Modeling implication: this is a completely different model from colocation. You need GPU capex, depreciation, hardware refresh risk, hourly/monthly utilization, reserved contracts, spot/on-demand pricing, power cost per GPU-hour, customer concentration, networking/storage attach, and obsolescence risk.
11. Full-Stack AI Infrastructure PlatformThis is the farthest up the stack.
The operator does not just rent GPUs. It provides a full AI environment: GPU clusters, high-speed networking, storage, Kubernetes or Slurm, model development tools, inference serving, security, monitoring, support, and sometimes prebuilt AI software. NVIDIA’s DGX Cloud was launched as an AI supercomputing service giving enterprises access to infrastructure and software for training advanced models. NVIDIA also describes DGX SuperPOD architecture as a combination of DGX systems, InfiniBand/Ethernet networking, management nodes, and storage, which shows how much more complex AI infrastructure is than standard rack colocation.
What the operator sells: an AI platform.
What the customer brings: data, models, use cases, engineering teams.
Operational burden: highest.
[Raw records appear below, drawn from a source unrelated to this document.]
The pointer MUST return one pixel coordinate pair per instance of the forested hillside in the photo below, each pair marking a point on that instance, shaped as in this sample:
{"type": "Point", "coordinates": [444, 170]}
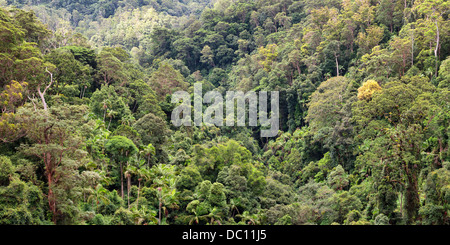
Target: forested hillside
{"type": "Point", "coordinates": [85, 98]}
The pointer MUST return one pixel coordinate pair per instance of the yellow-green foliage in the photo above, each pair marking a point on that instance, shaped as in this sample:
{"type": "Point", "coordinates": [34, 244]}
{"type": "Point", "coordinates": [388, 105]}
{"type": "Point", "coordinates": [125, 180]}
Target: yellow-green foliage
{"type": "Point", "coordinates": [366, 91]}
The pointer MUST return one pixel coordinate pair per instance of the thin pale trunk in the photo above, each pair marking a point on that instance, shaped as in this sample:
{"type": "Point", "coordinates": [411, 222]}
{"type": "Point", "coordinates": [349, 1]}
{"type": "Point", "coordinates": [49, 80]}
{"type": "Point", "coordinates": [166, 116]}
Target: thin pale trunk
{"type": "Point", "coordinates": [139, 189]}
{"type": "Point", "coordinates": [121, 180]}
{"type": "Point", "coordinates": [110, 119]}
{"type": "Point", "coordinates": [436, 49]}
{"type": "Point", "coordinates": [337, 65]}
{"type": "Point", "coordinates": [128, 189]}
{"type": "Point", "coordinates": [160, 204]}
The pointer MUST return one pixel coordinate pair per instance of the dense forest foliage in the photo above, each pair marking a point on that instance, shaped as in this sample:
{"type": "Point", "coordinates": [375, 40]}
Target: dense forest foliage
{"type": "Point", "coordinates": [85, 98]}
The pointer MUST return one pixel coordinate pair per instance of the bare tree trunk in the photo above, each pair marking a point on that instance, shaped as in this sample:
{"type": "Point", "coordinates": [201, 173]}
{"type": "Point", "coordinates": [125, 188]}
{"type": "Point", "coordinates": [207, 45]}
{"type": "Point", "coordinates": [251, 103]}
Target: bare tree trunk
{"type": "Point", "coordinates": [42, 94]}
{"type": "Point", "coordinates": [337, 65]}
{"type": "Point", "coordinates": [121, 180]}
{"type": "Point", "coordinates": [436, 49]}
{"type": "Point", "coordinates": [128, 188]}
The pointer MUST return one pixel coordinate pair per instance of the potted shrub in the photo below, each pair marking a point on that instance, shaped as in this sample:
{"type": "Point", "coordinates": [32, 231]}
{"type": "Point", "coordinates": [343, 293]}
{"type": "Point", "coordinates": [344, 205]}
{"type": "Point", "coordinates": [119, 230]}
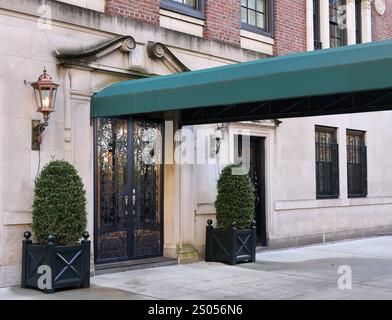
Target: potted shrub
{"type": "Point", "coordinates": [58, 259]}
{"type": "Point", "coordinates": [234, 239]}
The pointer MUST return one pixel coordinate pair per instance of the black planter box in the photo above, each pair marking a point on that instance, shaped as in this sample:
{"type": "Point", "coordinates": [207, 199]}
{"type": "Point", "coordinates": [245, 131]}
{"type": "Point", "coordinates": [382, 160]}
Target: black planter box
{"type": "Point", "coordinates": [70, 264]}
{"type": "Point", "coordinates": [230, 245]}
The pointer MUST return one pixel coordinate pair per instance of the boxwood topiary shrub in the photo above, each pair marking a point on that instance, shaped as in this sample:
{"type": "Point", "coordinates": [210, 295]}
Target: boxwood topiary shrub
{"type": "Point", "coordinates": [59, 206]}
{"type": "Point", "coordinates": [235, 201]}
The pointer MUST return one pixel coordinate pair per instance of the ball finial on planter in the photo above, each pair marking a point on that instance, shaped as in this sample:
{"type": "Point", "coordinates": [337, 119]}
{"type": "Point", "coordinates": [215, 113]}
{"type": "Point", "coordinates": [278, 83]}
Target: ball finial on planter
{"type": "Point", "coordinates": [51, 239]}
{"type": "Point", "coordinates": [27, 235]}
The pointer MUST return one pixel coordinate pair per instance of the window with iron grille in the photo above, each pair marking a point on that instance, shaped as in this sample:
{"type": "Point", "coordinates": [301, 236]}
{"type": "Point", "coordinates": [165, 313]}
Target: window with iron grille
{"type": "Point", "coordinates": [327, 163]}
{"type": "Point", "coordinates": [337, 23]}
{"type": "Point", "coordinates": [256, 16]}
{"type": "Point", "coordinates": [316, 25]}
{"type": "Point", "coordinates": [193, 8]}
{"type": "Point", "coordinates": [356, 164]}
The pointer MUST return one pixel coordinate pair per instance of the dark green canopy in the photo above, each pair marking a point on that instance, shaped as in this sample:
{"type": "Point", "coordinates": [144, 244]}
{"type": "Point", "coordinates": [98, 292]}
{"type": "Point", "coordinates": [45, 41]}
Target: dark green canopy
{"type": "Point", "coordinates": [349, 69]}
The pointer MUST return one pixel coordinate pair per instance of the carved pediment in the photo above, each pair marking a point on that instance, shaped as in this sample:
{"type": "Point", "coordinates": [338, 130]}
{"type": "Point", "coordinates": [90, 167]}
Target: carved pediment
{"type": "Point", "coordinates": [156, 50]}
{"type": "Point", "coordinates": [109, 56]}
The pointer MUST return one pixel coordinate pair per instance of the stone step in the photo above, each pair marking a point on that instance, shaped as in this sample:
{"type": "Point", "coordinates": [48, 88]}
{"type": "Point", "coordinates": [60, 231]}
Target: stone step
{"type": "Point", "coordinates": [134, 265]}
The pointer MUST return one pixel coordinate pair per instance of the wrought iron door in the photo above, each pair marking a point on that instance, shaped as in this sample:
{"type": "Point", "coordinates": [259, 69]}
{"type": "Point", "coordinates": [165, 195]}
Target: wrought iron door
{"type": "Point", "coordinates": [128, 187]}
{"type": "Point", "coordinates": [146, 191]}
{"type": "Point", "coordinates": [256, 160]}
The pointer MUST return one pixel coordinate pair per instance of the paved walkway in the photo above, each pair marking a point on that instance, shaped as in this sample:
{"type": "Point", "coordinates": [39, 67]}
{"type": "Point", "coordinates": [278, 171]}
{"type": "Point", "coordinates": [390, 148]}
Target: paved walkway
{"type": "Point", "coordinates": [301, 273]}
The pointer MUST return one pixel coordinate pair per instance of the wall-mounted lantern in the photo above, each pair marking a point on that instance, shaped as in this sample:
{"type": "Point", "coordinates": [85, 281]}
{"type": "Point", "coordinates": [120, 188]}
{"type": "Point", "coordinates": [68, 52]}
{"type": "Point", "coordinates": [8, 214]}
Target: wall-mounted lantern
{"type": "Point", "coordinates": [45, 91]}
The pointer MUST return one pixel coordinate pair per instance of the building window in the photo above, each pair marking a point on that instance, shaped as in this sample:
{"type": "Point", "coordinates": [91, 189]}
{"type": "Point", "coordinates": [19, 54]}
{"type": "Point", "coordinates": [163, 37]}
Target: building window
{"type": "Point", "coordinates": [327, 163]}
{"type": "Point", "coordinates": [337, 23]}
{"type": "Point", "coordinates": [193, 8]}
{"type": "Point", "coordinates": [316, 25]}
{"type": "Point", "coordinates": [256, 16]}
{"type": "Point", "coordinates": [358, 21]}
{"type": "Point", "coordinates": [356, 164]}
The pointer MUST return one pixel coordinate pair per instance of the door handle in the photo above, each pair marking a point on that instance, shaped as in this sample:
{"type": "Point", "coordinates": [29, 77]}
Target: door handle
{"type": "Point", "coordinates": [133, 197]}
{"type": "Point", "coordinates": [133, 201]}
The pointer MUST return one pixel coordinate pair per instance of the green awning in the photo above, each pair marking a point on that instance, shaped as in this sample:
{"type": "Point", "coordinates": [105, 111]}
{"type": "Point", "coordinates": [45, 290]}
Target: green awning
{"type": "Point", "coordinates": [356, 68]}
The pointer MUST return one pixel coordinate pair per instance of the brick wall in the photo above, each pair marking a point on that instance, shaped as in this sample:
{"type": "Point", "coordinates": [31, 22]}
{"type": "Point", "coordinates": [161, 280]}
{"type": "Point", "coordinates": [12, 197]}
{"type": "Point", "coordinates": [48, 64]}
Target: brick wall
{"type": "Point", "coordinates": [382, 25]}
{"type": "Point", "coordinates": [223, 21]}
{"type": "Point", "coordinates": [290, 26]}
{"type": "Point", "coordinates": [144, 10]}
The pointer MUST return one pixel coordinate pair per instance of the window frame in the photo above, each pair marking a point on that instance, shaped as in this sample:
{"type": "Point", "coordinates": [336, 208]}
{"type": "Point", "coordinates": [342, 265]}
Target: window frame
{"type": "Point", "coordinates": [187, 10]}
{"type": "Point", "coordinates": [342, 31]}
{"type": "Point", "coordinates": [362, 164]}
{"type": "Point", "coordinates": [317, 44]}
{"type": "Point", "coordinates": [269, 31]}
{"type": "Point", "coordinates": [358, 21]}
{"type": "Point", "coordinates": [335, 187]}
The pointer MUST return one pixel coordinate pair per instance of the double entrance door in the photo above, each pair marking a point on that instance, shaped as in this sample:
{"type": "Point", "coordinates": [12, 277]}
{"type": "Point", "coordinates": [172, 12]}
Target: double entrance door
{"type": "Point", "coordinates": [128, 189]}
{"type": "Point", "coordinates": [255, 150]}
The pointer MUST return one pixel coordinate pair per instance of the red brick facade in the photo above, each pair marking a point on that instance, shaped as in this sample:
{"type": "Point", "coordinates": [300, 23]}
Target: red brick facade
{"type": "Point", "coordinates": [382, 25]}
{"type": "Point", "coordinates": [290, 26]}
{"type": "Point", "coordinates": [223, 21]}
{"type": "Point", "coordinates": [145, 10]}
This starts to resemble running a specialized cloud company, not just a data center.
Typical customer: enterprises building AI products, model developers, AI labs, government/research groups, companies needing private AI compute.
Modeling implication: software and service margin can be higher, but so are capex, technical hiring, hardware obsolescence, customer support, uptime requirements, and utilization risk.
The Practical SpectrumHere is the clean way to summarize the options:
| Operating path | Operator owns/controls | Customer owns/controls | Main revenue driver |
|---|---|---|---|
| Powered shell | Site, shell, power/fiber readiness | Interior fit-out, IT stack | Long-term lease |
| Build-to-suit | Custom facility development | Tenant-specific requirements, often IT | Long-term lease / development return |
| Wholesale colo | Facility, power, cooling, security | Servers, network, workloads | MW / power commitment |
| Retail colo | Facility, racks/cages, power, cooling, support | Servers and software | Cabinets, kW, cross-connects |
Interconnection hub | Colo facility plus network ecosystem | Network/customer equipment | Cross-connects, cloud/network access |
| Managed colo | Colo plus support services | Usually hardware and apps | Colo fees plus managed services |
| Bare metal / hosting | Facility plus servers | Apps/workloads | Server rental / monthly compute |
| Private cloud | Servers, network, storage, orchestration | Workloads/data | Reserved/usage-based infrastructure |
| GPU-ready colo | High-density AI-capable facility | GPU hardware and AI stack | High-density kW/MW rent |
| GPU-as-a-Service | GPUs, clusters, storage, network | AI workloads | GPU-hour / reserved clusters |
| Full-stack AI platform | Facility, GPUs, software platform, support | Data/models/use cases | Compute + software/platform revenue |
The Big Strategic Choice
A data center operator has to decide where it wants to sit:
Low-stack operator: sells space, power, cooling, and reliability. This is closer to real estate and infrastructure. It can be easier to finance, easier to understand, and more contract-driven.
Mid-stack operator: adds interconnection, remote hands, managed services, and customer support. This creates more revenue lines but also more staffing and operational complexity.
High-stack operator: owns servers, GPUs, cloud orchestration, storage, software, and customer workloads. This can generate far more revenue per MW, but it brings hardware risk, utilization risk, technical support risk, and fast obsolescence.
The GPU/full-stack path is the most interesting but also the most dangerous to underwrite casually. A conventional colocation project can be modeled around leased power and occupancy. A GPU cloud project has to be modeled around hardware deployment schedules, GPU utilization, customer commitments, power cost per GPU-hour, networking/storage cost, hardware refresh cycles, and whether the operator can actually run a reliable compute platform.